While the rest of the performances at last year’s Surf and Music Festival in La Union were dedicated to music, a routine stood out for its focus on dance. Not to mention the six ladies dressed in bikini tops, grass skirts, and leis.
Brown Sugar is the latest act to garner attention in La Union. The Hawaiian dancers are surfers as well, and though they twirl and sway with enough talent to keep the audience enthralled, they declare that they surf better than they dance.
“We teach surfing. We’re instructors,” said member Rhea Ventura. Some freelance, while others do it for a living. They are currently teaching in 11 schools in the surfing capital of the North.
“We didn’t start off as dancers,” said the vivacious Mickey Girl Galang, who has a different day-job from the rest, although the other members joked that she could teach “by special request.”
Galang works at the local government in San Fernando City. She moved from Bacolod to La Union 12 years ago to surf. “We started off as surfers. And when we started, our movements were really stiff. It would take us a month to learn a two-minute dance. We got really skinny.”
The project began as something to do during the off-season for tourism in La Union.
“The boys had basketball. We had no lovelife. We had no one to bond with, no one to go to gimmicks with,” said Galang, shrugging. “So we danced and a dance group was formed. It started casually.”
Menchie Par, who seemed to be one of the leaders of the group, attested to this.
“Hey, why don’t we dance? Let’s try it!” she recalled everyone saying three years ago. “We were just teasing. It just began with ‘Sure!’ and then everyone eventually committed to it.”
One of the members was a professional dancer in Ilocos, who would perform at fiestas and other events. When she began surfing in La Union, she was encouraged to remedy the lack of entertainment “especially for foreign visitors,” said Galang.
“We’re surfers, right? And when you say surf, you usually think about Hawaii,” said Par. “So we did a Hawaiian dance. And because we’re at the beach, it really fits the scene. We really like it because it’s fun and it’s a form of exercise.”
For newcomer Melai Karaan, being a part of the group is a bit of a dream.
“I really like their type of dance,” said the speech therapist for children with special needs. “I’m not too familiar with modern dance. When they asked me to join, I immediately said yes.”
The 26-year-old travels from hometown Cavite to Pangasinan and La Union weekly for her job. She began surfing in La Union in 2008, and had already been seeing Brown Sugar perform before she was invited into the group.
“I watched them, and maybe they saw that I was interested. And then finally they needed a new member so they got me last year.”
Her job can be demanding, which is why surfing and dancing is the perfect way for her to breathe.
“Because I’m not always here, I’m the filler. They’d give me solo dances, so that while they change attire, there’s someone to distract the crowd.” And a distraction she was, with her graceful movements and her sweet smile under the stage lights.
“Sometimes they have easy dances which I can learn within a short period of time, so they include me. But like the dance they did (at the festival), since they needed to practice it several times a week, I could not do it because I just (stay) here for two days (a week).”
She admitted that she was “a little nervous” performing for such a big crowd. “My face was frozen into a smile. But knowing that my friends were part of the crowd made it better.”
Par said that it was their first time to dance in front of such a big crowd. “I felt really small on stage. But it was a really beautiful moment.”
“It really feels good to perform. You get a lot of applause,” said Galang. “That’s what you don’t get from surfing. It’s just you and yourself. When you do something well and you think, ‘Yay, I’m the only one who can do this,’ you’re also the only one who notices it.”

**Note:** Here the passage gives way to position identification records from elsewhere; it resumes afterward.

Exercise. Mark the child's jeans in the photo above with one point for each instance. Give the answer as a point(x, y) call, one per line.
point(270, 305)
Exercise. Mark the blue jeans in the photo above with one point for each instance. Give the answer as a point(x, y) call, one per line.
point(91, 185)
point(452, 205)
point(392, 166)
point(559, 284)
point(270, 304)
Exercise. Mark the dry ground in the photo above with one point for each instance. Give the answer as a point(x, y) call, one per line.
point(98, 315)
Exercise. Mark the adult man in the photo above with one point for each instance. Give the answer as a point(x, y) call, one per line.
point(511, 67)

“But when you perform, especially as a group, it’s more fun. There are people who are addicts to applause,” she added, raising her hand. “Present!”

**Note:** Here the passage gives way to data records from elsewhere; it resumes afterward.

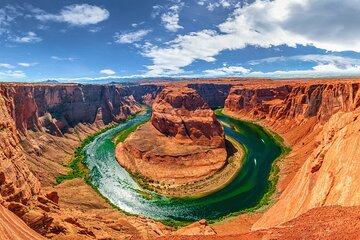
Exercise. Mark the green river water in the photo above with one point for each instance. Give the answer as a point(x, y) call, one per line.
point(245, 191)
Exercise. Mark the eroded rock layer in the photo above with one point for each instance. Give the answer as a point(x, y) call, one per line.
point(320, 121)
point(183, 141)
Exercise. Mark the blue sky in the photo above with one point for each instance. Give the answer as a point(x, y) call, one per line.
point(97, 40)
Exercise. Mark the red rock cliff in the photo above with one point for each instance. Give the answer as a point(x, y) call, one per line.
point(327, 151)
point(183, 142)
point(57, 108)
point(182, 114)
point(294, 101)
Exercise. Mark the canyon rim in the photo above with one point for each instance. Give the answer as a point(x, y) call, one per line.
point(173, 119)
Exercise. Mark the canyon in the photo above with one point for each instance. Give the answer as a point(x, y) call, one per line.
point(41, 125)
point(182, 143)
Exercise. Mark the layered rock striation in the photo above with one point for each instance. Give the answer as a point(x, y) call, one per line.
point(294, 101)
point(58, 108)
point(320, 119)
point(183, 142)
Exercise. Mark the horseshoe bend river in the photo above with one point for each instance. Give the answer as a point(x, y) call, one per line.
point(245, 191)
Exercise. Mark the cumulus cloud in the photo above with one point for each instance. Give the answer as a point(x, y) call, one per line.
point(170, 19)
point(6, 65)
point(131, 37)
point(265, 24)
point(7, 15)
point(321, 70)
point(227, 71)
point(63, 58)
point(29, 37)
point(107, 72)
point(211, 5)
point(12, 74)
point(24, 64)
point(75, 15)
point(338, 61)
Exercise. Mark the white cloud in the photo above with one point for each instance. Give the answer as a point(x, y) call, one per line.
point(339, 61)
point(95, 29)
point(107, 72)
point(131, 37)
point(29, 37)
point(63, 59)
point(23, 64)
point(12, 74)
point(6, 65)
point(76, 15)
point(170, 19)
point(211, 5)
point(265, 24)
point(7, 15)
point(321, 70)
point(227, 71)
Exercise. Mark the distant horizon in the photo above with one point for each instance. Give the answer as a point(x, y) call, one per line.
point(92, 41)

The group now performs at bikini open contests, private functions, birthdays, luaus, and even basketball tournaments.
“But it always has to be at the beach,” said Galang. Apart from the nine-member “adult” group, there is a kids’ group, as well.
“The group just grew,” said Par, who plans to do what she does, “As long as I can dance.”
Ventura agreed. “While we’re young, while we can still grind, we’ll just keep going.”
“In Hawaii, their dance is a statement of their being a community,” Karaan thoughtfully said.
“Sometimes I think that when I dance, I reaffirm that I am part of the community, because I’m not originally from here. So I make an effort to be a part of it.”